'Avoid those places'
The Democrats' opening moves in the 2024 presidential election remind me of a funny story about a man bursting into a doctor’s office. “Doc!” he shouts, “I think I’ve broken my arm in three places!” The doctor looks up from his crossword puzzle and says, “Avoid those places.”
Joe Biden’s regime has broken America in many places. Rather than fix the problems they created, the Democrats are telling America to avoid “those places.”
Where are those places? Anything related to the Biden crime family is one such place. Another is how, under Joe Biden and the Democrat party, personal income has dropped, inflation is at a forty-year high, and the middle class is slipping into poverty. Yet another is how defunding the police, the homeless, and open borders have created a nationwide crime wave. In Philadelphia, kids step over the dead to go to school, and fast food joints require armed security. Chicago is now more dangerous than Afghanistan during the war, and piracy is now a thing in California. (Yes, you read that right. California has a pirate problem).
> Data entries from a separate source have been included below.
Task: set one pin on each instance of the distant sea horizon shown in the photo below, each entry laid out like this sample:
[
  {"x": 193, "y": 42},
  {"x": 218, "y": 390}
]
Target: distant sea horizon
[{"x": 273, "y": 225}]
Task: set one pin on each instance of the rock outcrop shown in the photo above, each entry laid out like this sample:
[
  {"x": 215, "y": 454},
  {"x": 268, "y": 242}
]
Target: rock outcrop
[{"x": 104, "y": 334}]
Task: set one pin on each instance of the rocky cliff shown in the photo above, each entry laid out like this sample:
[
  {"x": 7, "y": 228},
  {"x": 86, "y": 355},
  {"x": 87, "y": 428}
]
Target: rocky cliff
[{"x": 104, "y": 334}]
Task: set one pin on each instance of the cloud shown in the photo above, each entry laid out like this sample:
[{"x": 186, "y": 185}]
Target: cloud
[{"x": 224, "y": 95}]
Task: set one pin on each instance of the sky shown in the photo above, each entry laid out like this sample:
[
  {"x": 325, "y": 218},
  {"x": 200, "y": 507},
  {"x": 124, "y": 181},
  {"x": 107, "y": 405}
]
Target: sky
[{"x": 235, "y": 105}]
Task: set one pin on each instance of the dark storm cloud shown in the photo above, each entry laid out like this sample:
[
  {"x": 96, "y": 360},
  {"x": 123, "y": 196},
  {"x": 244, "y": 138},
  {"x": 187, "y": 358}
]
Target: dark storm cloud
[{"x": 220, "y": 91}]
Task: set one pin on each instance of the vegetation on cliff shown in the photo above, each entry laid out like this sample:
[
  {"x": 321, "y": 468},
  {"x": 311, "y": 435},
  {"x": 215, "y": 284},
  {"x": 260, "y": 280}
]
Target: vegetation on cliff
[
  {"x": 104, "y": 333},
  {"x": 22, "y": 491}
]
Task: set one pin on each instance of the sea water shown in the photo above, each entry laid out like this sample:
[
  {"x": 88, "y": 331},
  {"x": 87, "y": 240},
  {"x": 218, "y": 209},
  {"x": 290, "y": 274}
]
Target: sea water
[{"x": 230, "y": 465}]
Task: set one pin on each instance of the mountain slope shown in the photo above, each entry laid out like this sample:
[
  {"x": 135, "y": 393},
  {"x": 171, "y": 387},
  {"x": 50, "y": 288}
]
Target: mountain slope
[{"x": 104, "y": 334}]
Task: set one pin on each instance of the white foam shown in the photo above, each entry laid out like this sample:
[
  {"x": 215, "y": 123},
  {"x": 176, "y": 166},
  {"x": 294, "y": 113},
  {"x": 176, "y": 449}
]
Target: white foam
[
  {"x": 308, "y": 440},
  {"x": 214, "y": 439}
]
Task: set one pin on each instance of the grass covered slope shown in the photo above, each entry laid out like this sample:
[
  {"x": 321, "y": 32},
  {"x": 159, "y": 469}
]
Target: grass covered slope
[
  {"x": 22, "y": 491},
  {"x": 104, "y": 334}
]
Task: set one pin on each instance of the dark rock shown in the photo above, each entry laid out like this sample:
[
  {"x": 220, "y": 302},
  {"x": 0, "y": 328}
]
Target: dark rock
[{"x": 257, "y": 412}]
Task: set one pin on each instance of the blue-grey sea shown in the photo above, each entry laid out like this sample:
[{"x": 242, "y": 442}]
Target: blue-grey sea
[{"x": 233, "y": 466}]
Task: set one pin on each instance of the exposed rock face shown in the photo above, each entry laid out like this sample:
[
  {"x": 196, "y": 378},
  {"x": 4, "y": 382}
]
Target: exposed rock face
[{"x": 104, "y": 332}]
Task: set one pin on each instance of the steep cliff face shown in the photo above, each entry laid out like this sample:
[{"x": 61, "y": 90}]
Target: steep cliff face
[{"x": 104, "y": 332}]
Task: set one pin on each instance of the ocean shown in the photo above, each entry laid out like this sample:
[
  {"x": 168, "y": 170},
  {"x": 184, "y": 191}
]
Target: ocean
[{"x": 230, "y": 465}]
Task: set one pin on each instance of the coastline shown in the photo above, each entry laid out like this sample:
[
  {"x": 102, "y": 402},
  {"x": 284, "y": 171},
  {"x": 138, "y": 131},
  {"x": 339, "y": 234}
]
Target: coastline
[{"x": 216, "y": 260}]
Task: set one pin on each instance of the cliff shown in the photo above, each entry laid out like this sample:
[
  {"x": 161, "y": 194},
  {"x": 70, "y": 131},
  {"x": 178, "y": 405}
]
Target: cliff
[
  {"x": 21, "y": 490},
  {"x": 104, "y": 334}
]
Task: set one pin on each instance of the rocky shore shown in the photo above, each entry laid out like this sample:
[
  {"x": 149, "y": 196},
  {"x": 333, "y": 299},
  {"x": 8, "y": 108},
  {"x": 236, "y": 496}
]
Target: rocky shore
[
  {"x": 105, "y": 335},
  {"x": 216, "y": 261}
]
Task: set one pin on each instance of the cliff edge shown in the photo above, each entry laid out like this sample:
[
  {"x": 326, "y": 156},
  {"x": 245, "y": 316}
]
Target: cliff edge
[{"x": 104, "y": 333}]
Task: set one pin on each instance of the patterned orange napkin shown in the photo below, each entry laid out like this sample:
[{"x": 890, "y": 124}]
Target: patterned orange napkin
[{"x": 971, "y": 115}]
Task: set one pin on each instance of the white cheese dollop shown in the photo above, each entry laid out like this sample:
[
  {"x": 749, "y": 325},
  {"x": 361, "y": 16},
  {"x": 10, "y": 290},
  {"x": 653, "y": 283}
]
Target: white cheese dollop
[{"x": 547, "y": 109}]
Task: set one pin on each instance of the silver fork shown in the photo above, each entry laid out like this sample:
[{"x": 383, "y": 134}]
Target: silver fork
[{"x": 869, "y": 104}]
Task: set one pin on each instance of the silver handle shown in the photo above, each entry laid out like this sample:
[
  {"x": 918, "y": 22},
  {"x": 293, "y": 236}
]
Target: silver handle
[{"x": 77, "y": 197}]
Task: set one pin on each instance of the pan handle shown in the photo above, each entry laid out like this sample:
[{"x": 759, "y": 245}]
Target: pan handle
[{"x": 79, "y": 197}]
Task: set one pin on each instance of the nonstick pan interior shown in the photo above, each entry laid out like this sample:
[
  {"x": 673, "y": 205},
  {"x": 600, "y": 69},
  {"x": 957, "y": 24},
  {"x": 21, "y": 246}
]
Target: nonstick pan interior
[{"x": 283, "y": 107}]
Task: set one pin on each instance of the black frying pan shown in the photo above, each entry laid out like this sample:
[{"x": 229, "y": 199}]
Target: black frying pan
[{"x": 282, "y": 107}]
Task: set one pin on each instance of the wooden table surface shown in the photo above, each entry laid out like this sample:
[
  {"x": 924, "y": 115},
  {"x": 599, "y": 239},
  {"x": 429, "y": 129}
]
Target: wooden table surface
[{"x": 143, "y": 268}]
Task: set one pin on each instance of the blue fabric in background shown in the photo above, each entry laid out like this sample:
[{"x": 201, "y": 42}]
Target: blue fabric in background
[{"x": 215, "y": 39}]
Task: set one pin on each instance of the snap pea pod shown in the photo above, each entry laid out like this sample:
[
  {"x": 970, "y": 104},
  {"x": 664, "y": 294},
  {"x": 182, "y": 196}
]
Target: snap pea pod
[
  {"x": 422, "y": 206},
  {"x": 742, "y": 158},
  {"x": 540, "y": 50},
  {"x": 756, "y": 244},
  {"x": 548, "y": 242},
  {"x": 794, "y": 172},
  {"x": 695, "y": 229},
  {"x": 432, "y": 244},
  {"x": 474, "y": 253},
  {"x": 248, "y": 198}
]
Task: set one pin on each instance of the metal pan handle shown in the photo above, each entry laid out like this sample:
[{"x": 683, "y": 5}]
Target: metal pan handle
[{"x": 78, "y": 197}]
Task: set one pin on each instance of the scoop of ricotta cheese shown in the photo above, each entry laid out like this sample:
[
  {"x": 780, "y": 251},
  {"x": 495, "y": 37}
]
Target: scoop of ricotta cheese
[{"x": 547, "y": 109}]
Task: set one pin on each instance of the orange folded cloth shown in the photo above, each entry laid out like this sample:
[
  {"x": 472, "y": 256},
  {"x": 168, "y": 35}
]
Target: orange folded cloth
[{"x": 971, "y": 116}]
Unwilling to fix the problems they’ve created, Team Biden has fallen back on denial, spin, and outright lies. Joe Biden claims to have done more to secure the border than any other President. Biden claims he cut the national debt by $1.7 trillion when he increased it by 3.7 trillion dollars. Government agencies hype fake numbers for economic growth only to revise them downward when the feds think no one is looking.
The Democrats can’t change Biden’s record, but they can change the topic of conversation. This is why the Democrats have begun the 2024 election by slapping Donald Trump with 91 criminal indictments. Time spent before the trials arguing over Trump’s legal status is time not spent discussing “those places.” Time spent by Trump in court is time not spent campaigning. But the real damage comes when Trump is found guilty. Polls show much of Trump’s support evaporating if convicted.
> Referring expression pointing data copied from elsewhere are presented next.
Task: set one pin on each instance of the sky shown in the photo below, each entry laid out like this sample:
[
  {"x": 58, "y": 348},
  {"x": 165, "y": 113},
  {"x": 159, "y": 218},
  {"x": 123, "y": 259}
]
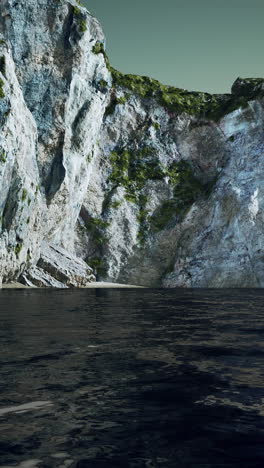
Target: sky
[{"x": 185, "y": 43}]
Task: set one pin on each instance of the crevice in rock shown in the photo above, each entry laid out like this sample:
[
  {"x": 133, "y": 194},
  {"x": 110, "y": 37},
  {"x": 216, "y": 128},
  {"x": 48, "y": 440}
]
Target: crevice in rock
[{"x": 55, "y": 177}]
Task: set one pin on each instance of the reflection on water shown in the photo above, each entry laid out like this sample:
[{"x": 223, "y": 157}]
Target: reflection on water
[{"x": 135, "y": 378}]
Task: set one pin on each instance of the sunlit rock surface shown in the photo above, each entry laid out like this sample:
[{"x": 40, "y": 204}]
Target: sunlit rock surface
[{"x": 147, "y": 184}]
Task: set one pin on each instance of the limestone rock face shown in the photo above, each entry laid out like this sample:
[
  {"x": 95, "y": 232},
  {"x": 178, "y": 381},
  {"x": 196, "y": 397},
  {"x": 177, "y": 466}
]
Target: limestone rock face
[
  {"x": 147, "y": 184},
  {"x": 203, "y": 229},
  {"x": 53, "y": 93}
]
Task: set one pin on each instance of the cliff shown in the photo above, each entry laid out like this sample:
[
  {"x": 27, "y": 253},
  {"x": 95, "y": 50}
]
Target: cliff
[{"x": 145, "y": 183}]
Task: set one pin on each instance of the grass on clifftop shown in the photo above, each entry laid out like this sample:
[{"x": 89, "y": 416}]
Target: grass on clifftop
[{"x": 210, "y": 106}]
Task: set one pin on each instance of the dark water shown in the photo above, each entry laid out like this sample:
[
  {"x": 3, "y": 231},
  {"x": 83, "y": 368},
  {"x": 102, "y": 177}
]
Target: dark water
[{"x": 132, "y": 378}]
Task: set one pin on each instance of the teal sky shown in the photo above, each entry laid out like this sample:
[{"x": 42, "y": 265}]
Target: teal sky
[{"x": 189, "y": 44}]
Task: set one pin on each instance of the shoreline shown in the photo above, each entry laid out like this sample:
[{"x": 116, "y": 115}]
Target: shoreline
[{"x": 93, "y": 285}]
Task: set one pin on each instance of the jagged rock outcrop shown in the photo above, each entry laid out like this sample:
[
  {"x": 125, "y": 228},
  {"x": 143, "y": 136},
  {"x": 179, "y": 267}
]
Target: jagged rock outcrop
[
  {"x": 148, "y": 184},
  {"x": 51, "y": 107}
]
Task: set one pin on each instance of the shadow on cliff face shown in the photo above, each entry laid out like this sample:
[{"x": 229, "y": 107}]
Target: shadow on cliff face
[{"x": 55, "y": 177}]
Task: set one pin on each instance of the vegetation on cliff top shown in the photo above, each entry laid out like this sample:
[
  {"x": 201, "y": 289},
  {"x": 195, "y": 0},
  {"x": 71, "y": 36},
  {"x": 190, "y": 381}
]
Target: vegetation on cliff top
[{"x": 210, "y": 106}]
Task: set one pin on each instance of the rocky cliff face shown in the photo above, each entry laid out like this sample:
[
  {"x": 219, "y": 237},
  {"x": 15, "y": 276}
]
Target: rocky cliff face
[{"x": 145, "y": 183}]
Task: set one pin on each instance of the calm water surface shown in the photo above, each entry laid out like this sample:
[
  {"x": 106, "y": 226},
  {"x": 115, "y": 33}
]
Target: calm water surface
[{"x": 117, "y": 378}]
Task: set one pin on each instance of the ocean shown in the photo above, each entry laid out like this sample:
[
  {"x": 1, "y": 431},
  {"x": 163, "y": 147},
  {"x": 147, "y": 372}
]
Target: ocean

What are the odds of this happening? Trump must win 91 times to clear his name. The people of the lie only need to win once. The odds of dealing with this are looking pretty good.
The wild card in the Democrat response is how Republicans will respond. Never-Trumpers will argue that we can skip the legal shenanigans by nominating someone other than Donald Trump. This line of reasoning gives mediocrity a bad name. Trump’s trials aren’t about justice. The trials are about controlling the political narrative. The media hype will happen regardless of who the Republicans nominate. What else can the Democrats do, run on their record?
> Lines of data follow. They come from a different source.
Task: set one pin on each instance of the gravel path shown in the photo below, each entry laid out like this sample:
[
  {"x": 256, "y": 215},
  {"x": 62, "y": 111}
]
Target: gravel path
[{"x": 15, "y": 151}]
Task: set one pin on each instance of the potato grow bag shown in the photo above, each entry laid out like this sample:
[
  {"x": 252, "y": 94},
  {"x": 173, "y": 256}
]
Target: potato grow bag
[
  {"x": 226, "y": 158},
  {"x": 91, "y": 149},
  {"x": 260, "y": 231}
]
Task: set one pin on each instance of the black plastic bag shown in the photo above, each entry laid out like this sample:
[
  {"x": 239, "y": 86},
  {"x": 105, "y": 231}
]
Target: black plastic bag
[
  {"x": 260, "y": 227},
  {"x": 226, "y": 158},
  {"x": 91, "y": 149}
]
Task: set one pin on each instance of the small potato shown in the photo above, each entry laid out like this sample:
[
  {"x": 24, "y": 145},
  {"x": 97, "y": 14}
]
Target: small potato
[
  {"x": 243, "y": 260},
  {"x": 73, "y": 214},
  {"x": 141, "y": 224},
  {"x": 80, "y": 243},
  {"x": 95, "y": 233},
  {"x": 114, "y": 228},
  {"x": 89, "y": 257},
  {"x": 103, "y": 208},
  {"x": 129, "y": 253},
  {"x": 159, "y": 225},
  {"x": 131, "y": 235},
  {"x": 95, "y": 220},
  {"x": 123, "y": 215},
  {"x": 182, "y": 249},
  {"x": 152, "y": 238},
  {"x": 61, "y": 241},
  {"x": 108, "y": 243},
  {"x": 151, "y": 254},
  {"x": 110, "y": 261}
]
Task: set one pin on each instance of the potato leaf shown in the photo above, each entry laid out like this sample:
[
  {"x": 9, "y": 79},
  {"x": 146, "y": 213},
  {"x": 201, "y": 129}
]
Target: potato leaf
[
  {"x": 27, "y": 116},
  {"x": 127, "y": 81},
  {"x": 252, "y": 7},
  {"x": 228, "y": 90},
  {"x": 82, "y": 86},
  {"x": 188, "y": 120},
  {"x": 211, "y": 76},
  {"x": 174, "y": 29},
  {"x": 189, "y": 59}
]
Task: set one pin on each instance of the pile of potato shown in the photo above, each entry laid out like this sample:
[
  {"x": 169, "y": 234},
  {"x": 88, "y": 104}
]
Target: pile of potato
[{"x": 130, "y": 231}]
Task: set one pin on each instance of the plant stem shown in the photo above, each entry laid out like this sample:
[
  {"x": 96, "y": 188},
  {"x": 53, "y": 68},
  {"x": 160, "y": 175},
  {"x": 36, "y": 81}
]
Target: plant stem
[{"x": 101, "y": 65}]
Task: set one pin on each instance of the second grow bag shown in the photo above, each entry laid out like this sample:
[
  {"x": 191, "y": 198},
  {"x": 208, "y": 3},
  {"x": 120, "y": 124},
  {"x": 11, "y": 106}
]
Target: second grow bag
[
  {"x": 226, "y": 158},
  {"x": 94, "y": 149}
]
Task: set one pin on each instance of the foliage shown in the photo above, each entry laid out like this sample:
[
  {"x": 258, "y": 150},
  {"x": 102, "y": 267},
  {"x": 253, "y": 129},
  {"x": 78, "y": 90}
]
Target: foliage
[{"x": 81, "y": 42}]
This is not to say Trump should be the nominee. That decision will be made by the Republican rank and file in due course. But if the Republicans are serious about winning the party’s leadership needs a way to keep the media hype over Trump’s trial from shutting down all other conversations.
So, what can Republicans do? The best defense is a good offense. Convince Americans that the Trump trials are a cruel abuse of power, and Republicans need not fear a hundred convictions. Such delegitimization is already happening. Republicans need only fan the flames a bit, and the Democrats efforts at controlling the narrative will burn to the ground.
Once the legal shenanigans are dealt with, Republicans will be free to move the political conversation back to “those places.” This shouldn’t be difficult. All the Republicans really need to do is ask America if she is better off today than she was four years ago.
To ask the question is to know the answer, but to ask the question requires breaking through a wall of hype. Can the Republicans break through the wall, or will the Democrats successfully avoid “those places?”